Chapter Books

Coraline

It’s with some degree of guilty pleasure that I liked this book. It’s a children’s book, much creepier than my usual fare, and it’s been around since 2002. It’s even been made into a movie. For some reason, when I saw it on the library shelf last week, I decided to check it out at last.

Coraline’s real life is rather mundane. Her parents are preoccupied in the way modern parents are — they work from their home, staring at computer screens. One day Coraline unlocks the door between her apartment and the empty one next door, and finds that instead of the usual brick wall there exists an alternate world.

It resembles her ordinary world in some ways, but it’s more interesting, and more centered around her interests and desires. The toybox is full of cool things, the food is tasty, and there are even models of her own parents there who seem much more focused on her. Her “other mother” and “other father” look like her real parents, except that their skin is white like bone, the other mother’s fingernails and teeth are a bit too long and pointy, and their eyes are shiny black buttons. They want Coraline to stay with them forever.

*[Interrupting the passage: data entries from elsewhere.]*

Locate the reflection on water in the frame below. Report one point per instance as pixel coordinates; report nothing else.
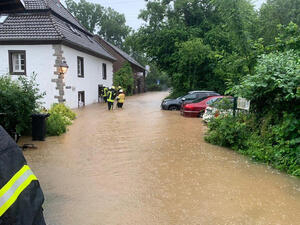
(141, 165)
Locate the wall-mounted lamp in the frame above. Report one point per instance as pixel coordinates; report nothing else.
(63, 68)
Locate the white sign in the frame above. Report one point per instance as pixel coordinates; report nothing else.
(243, 103)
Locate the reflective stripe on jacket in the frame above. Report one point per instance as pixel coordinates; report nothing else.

This is the classic children’s book in that it puts the child into a set of problems that she has to solve by herself, forcing her to clarify her values and save a few other people (including her parents) along the way. Coraline gets some help from the only other real-world visitor to the other world — a black cat who lurks silently in the real world, but talks in the other world. And she’s helped by the knowledge going into the experience that her parents really do love her. She’s quite resourceful in her own right and catches on to the rules of Other World quite well.

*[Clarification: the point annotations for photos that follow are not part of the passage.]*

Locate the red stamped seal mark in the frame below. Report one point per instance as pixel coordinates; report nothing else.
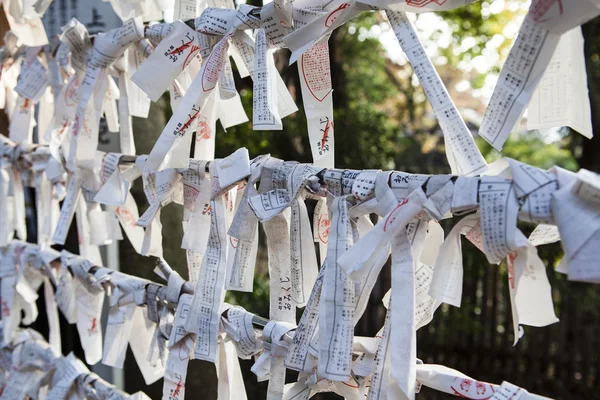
(510, 262)
(93, 328)
(184, 352)
(70, 92)
(188, 123)
(325, 134)
(392, 217)
(203, 132)
(5, 309)
(214, 65)
(126, 216)
(324, 224)
(472, 389)
(335, 13)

Several things, I liked. Gaiman has been compared to C.S. Lewis because this story (like Stardust, my only other Gaiman read) puts its protagonist into another world. But it’s much more macabre than any of the Narnia books. The Other Mother puts the White Witch to shame as a creepy sorceress. But the same successful collision between the everyday and the fantastic occurs when Coraline goes through the door.

I also liked the way the Other World seems fairly defined at the center, but gets less so in its outer reaches. When Coraline ventures into the woods of the Other World, the trees go from looking fairly real and detailed to, eventually, no more than a child’s drawing of trees, with a straight brown trunk and a blur of green at the top. Similarly, the Other Mother and Other Father look less and less like Coraline’s real parents to her. The Other Mother, it turns out, is the creator of the Other World, and Coraline recognizes that she has no power to actually create anything new. She can only copy and corrupt what already exists. Whether she knows it or not, this is a quality she shares with the devil of Christian theology.

The pull of the other world, and the Other Mother, to grasp and consume Coraline gives the adventure a quite perilous edge at times, and though the story is paced quickly and written simply enough for children (aged 9-12, the description says), and though the outcome isn’t ever really in doubt, I found Coraline plenty absorbing and entertaining.

3 Comments

  • bekahcubed

    I’ve been occasionally looking at this title, but just haven’t picked it up. Maybe I should-your description of it makes it sound like a worthwhile read.

  • Amy @ Hope Is the Word

    I still haven’t read anything by Gaiman. I almost brought The Graveyard Book home from the library one day, but it seems like I’ve read more negative reviews than positive (at least from reviewers whose reviews I usually trust). I’m not a big fan of the macabre, so I don’t know that I’d like this one, either.

  • Carrie, Reading to Know

    HuH! Well, I don’t know that I’d like it (it just doesn’t sound like something that would grab me) but I did very much enjoy your review. I’d only seen the “creepy looking movie” posters and had no idea that it was based on a book! So, again, I enjoyed discovering that it’s a book and what you thought of it.